Split inference: models too big for one GPU
Some models are too large to fit on any single GPU a casual provider owns. OGONG serves them anyway, by splitting one model across a cohort of providers, each running a slice of its layers, with every slice independently verified and paid. This is verified split inference: decentralized inference of a frontier model across ordinary GPUs that no single machine could hold.
Why only a zero-bond network can do this
Sharding a model across machines is not new. Doing it across untrusted, unbonded machines is. In a design where each provider must post a slashable bond, sharding multiplies the capital barrier by the number of shards: ten segments, ten bonds. Casual nodes never clear that bar.
OGONG posts no correctness bond (see Why there is no correctness bond), so the barrier doesn’t multiply. A cohort of ordinary, unbonded GPUs can serve a frontier model, each segment paid only for the layers it ran.

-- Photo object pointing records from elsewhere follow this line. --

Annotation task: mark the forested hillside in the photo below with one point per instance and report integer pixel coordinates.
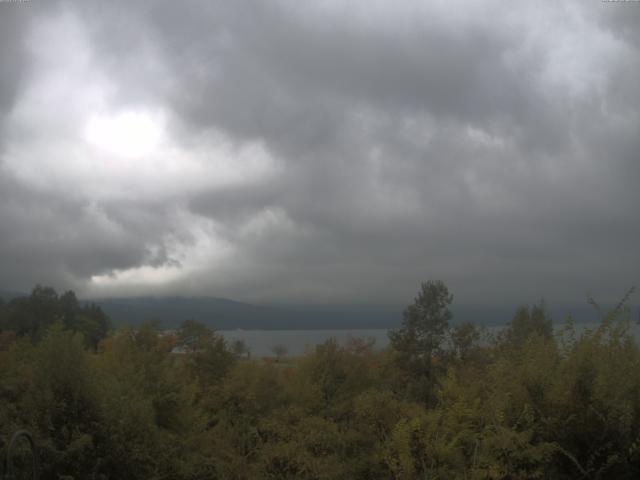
(441, 402)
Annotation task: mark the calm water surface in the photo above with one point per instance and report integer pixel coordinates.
(297, 342)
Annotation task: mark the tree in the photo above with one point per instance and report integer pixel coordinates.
(418, 343)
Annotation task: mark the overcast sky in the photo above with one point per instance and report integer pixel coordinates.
(323, 152)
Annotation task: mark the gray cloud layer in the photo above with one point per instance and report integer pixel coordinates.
(343, 153)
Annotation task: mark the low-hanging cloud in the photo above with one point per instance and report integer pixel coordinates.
(324, 153)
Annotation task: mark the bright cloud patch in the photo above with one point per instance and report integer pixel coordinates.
(128, 134)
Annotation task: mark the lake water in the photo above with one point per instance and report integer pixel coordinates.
(297, 342)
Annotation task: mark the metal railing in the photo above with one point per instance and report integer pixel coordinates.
(9, 473)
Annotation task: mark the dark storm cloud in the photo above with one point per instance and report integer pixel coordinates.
(494, 148)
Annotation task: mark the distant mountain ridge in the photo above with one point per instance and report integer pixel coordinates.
(224, 314)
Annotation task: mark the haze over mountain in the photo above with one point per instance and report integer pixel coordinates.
(321, 153)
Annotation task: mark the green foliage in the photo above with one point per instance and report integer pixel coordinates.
(418, 344)
(533, 404)
(32, 316)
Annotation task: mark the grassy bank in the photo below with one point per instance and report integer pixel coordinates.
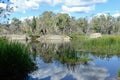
(105, 44)
(15, 62)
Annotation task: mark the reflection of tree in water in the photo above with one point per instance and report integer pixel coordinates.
(65, 54)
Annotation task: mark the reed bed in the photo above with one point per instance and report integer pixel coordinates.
(15, 62)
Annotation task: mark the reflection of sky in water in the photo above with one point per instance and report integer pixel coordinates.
(112, 65)
(56, 71)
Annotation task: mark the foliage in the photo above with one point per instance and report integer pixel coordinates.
(15, 62)
(5, 11)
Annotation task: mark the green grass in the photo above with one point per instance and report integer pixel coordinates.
(15, 62)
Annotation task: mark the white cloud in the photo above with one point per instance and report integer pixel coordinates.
(85, 9)
(27, 4)
(2, 5)
(66, 5)
(80, 5)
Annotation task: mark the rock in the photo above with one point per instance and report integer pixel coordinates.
(95, 35)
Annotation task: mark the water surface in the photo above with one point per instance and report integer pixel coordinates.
(63, 61)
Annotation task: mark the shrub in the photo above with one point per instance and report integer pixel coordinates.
(15, 62)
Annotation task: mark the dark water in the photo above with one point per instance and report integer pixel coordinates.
(63, 61)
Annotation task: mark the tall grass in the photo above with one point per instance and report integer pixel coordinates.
(105, 44)
(15, 62)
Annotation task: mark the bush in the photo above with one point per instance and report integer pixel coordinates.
(15, 62)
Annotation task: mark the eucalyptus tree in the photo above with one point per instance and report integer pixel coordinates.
(33, 24)
(47, 21)
(16, 24)
(5, 11)
(63, 22)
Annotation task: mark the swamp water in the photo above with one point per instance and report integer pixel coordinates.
(64, 61)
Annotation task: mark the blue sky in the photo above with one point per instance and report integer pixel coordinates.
(75, 8)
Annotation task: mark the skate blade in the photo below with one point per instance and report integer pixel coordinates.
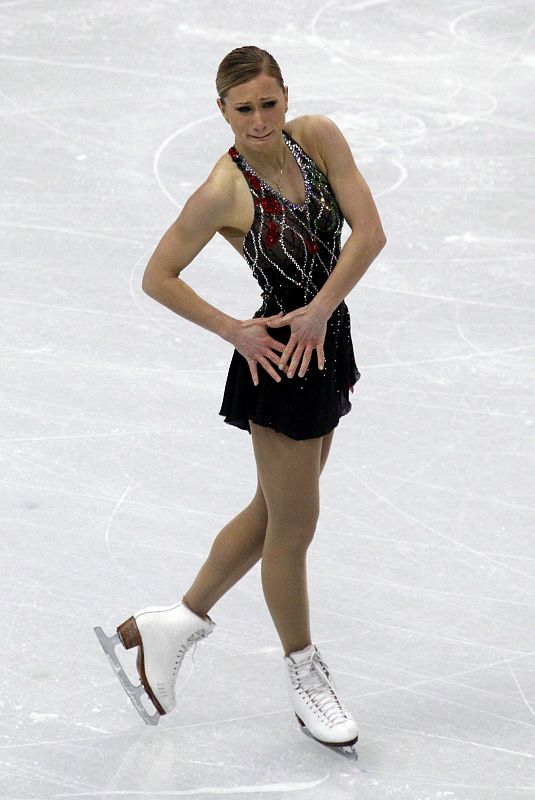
(135, 693)
(345, 750)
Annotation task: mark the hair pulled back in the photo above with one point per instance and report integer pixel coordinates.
(243, 64)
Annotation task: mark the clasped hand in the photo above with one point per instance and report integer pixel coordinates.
(308, 329)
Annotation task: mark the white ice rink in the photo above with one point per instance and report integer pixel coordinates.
(118, 472)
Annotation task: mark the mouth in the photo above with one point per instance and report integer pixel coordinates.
(261, 138)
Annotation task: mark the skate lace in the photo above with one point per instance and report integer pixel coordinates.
(313, 679)
(193, 639)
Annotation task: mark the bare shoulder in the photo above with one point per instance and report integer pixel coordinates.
(318, 136)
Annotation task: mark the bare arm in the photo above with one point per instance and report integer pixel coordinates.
(308, 324)
(209, 208)
(356, 203)
(201, 217)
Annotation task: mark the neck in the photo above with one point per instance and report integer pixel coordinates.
(268, 161)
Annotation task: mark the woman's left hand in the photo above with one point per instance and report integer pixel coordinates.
(308, 326)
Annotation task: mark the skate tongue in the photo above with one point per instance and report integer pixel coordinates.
(301, 656)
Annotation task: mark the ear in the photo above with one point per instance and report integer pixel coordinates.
(222, 108)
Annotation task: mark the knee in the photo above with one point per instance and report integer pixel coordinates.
(291, 532)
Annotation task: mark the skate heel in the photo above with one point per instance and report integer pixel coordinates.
(129, 634)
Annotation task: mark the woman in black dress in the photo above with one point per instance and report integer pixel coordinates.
(279, 196)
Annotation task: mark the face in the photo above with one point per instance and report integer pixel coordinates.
(256, 111)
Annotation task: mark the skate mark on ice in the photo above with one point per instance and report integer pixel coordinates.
(261, 788)
(524, 698)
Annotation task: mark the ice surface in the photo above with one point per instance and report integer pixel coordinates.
(118, 471)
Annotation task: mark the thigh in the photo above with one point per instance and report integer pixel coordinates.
(288, 474)
(325, 448)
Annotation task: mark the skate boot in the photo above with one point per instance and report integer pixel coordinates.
(313, 698)
(163, 636)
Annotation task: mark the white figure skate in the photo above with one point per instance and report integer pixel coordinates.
(313, 698)
(163, 635)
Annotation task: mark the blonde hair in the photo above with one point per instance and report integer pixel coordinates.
(242, 65)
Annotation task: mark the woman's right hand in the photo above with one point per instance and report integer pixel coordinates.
(252, 340)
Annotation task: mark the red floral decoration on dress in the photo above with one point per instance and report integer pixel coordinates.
(253, 182)
(271, 206)
(272, 233)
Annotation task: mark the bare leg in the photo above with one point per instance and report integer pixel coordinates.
(235, 550)
(289, 472)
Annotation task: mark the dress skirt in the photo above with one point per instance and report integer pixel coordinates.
(301, 408)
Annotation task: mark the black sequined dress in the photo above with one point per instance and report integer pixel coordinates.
(291, 250)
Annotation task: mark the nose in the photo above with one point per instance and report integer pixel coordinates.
(258, 119)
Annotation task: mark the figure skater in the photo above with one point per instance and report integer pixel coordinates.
(279, 196)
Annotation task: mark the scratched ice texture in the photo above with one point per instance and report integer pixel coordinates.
(118, 472)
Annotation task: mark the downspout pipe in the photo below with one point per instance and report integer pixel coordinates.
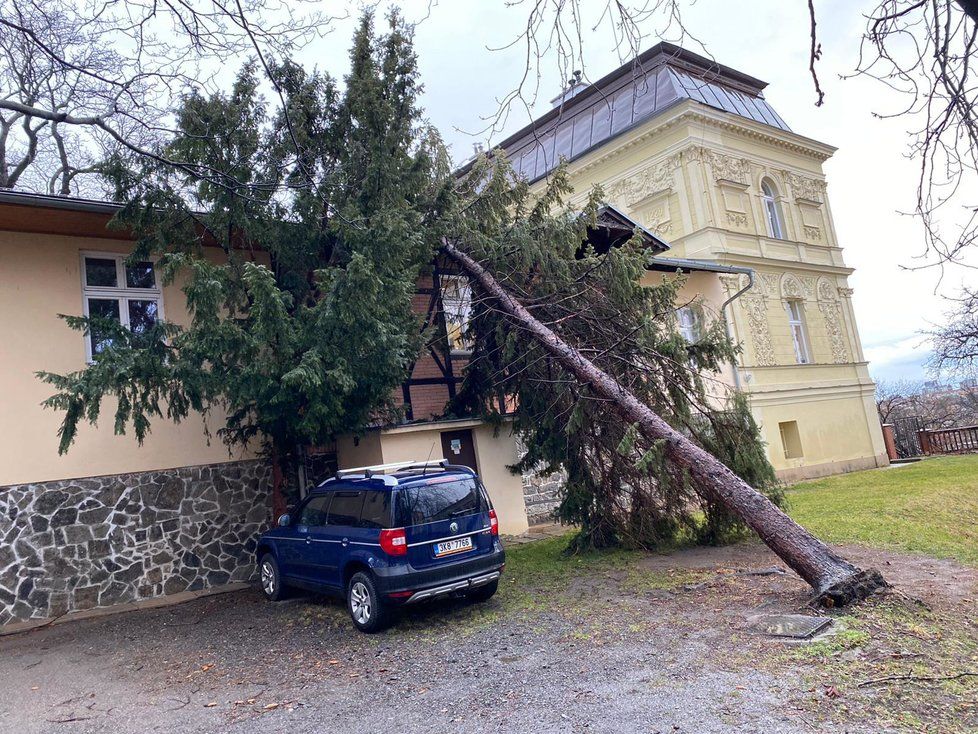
(726, 321)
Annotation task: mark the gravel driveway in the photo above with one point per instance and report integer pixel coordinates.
(657, 645)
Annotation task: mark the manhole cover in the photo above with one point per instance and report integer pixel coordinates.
(798, 626)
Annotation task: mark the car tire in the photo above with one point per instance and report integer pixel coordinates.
(484, 592)
(365, 605)
(270, 578)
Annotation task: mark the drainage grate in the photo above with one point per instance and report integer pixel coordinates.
(797, 626)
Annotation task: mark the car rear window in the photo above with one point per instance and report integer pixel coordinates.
(376, 510)
(344, 509)
(438, 501)
(314, 513)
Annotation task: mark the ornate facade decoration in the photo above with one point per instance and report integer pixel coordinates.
(813, 233)
(828, 304)
(728, 168)
(738, 219)
(808, 283)
(805, 187)
(770, 284)
(652, 180)
(791, 287)
(755, 306)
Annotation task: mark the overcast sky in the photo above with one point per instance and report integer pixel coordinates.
(869, 178)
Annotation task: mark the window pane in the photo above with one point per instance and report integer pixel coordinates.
(345, 508)
(432, 502)
(582, 133)
(101, 308)
(100, 272)
(314, 513)
(457, 304)
(142, 315)
(140, 275)
(376, 510)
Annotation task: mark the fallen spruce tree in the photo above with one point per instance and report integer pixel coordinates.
(836, 581)
(326, 210)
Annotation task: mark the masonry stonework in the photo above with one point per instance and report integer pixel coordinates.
(541, 493)
(71, 545)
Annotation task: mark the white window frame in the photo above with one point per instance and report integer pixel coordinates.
(121, 293)
(690, 320)
(795, 308)
(772, 209)
(457, 310)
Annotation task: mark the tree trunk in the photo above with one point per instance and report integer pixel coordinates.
(836, 581)
(279, 506)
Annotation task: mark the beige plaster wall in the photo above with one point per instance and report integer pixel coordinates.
(494, 452)
(39, 279)
(693, 175)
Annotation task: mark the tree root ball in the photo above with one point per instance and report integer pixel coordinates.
(853, 588)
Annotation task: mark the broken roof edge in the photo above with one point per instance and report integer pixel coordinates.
(661, 54)
(672, 264)
(57, 201)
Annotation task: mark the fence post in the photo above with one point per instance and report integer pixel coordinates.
(889, 440)
(924, 436)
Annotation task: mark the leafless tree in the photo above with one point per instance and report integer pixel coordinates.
(924, 50)
(955, 344)
(897, 398)
(84, 78)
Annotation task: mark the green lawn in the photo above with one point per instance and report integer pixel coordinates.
(930, 507)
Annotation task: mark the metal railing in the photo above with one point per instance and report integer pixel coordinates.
(949, 440)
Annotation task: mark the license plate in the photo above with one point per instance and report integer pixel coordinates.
(447, 547)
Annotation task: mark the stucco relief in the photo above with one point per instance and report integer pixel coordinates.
(828, 305)
(770, 284)
(805, 187)
(812, 232)
(728, 168)
(791, 287)
(737, 219)
(652, 180)
(755, 306)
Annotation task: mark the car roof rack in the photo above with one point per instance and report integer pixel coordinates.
(381, 469)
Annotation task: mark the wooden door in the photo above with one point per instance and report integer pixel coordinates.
(459, 448)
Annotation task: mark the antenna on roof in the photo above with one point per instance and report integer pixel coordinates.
(428, 460)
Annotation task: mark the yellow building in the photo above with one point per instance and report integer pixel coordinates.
(692, 151)
(685, 148)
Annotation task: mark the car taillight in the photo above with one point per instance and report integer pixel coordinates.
(393, 542)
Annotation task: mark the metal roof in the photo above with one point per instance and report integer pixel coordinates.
(656, 80)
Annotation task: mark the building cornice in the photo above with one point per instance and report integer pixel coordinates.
(690, 111)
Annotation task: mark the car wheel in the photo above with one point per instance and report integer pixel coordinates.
(484, 592)
(271, 578)
(367, 609)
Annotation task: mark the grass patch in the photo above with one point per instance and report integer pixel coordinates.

How a cohort serves one model
- A provider advertises a segment: the range of layers it can run.
- The router assembles the cheapest cohort whose segments tile the whole model, end to end.
- A lead drives the request through the cohort: the first shard runs from the prompt, each interior shard runs its layers from the previous shard’s output, and the result flows down the chain.
- Each shard commits the hidden state at its layer boundary and signs it with its provider key. The commitments chain: one segment’s output is the next’s input.
So the model is computed in a relay, and the relay leaves a signed, checkable trail. It is architecture-agnostic because it rides the residual stream every decoder transformer exposes; the only per-model detail is the input embedding an interior shard skips.
Verified per segment
The same cheap audit that checks a whole model checks each segment. A validator re-runs a sampled segment and confirms its boundary reproduces:
- An honest re-run reproduces the boundary essentially exactly (on a 2B model: ~0% on the same engine, ~0.6% drift across backends), while a substituted sub-computation lands ~30% off, a roughly 50x separation, on the same calibration the whole-model check uses.
- Because each boundary is signed, a cheat is localized to the one provider that produced it, with no trusted lead. A caught segment withholds the whole request (the consumer is refunded) and ejects exactly that provider. An honest shard risks nothing.
- The deterrence holds per segment, and it is a formally proven, machine-checked result. A shard’s compute saving and its fee share both scale with the layers it runs, but the stake it puts at risk does not shrink with its slice. So a smaller shard is, if anything, more deterred, and sharding never weakens the honesty guarantee that protects a whole model.
End to end, a two-shard cohort in which each shard loads only its own layers reproduces the single-machine model’s output to a relative difference of about 1e-5.
Paid per slice, on-chain
Settlement is a single cohort settle: each shard is paid for its slice under a conservation invariant, the per-shard amounts must sum to the provider’s share, so a release can never exceed the request’s fee. A non-conserving split is rejected on-chain with no funds moved.
A topology, not a tier
Split inference is a serving topology, orthogonal to the trust tiers. It composes with both: a cohort’s guarantee follows the tier of its shards, a cohort of Verified shards is Verified, a cohort of Confidential shards is Confidential. See How verification works for the per-segment audit it builds on.
It composes the whole stack
Split inference is not a bolt-on. It is the capstone that falls out of everything else OGONG already does:
- the zero-bond result removes the per-shard capital barrier, so a cohort of casual nodes is even possible,
- cheap per-segment verification catches a lying shard for a fraction of its compute,
- signed boundary commitments localize a cheat to the one node that produced it,
- the router assembles the cohort and on-chain cohort settlement pays each shard its slice under a conservation invariant.
Each of those was built for serving a whole model on one machine. Put together, they let a crowd of ordinary GPUs serve a model none of them could run alone, which is why it’s a headline capability rather than a feature.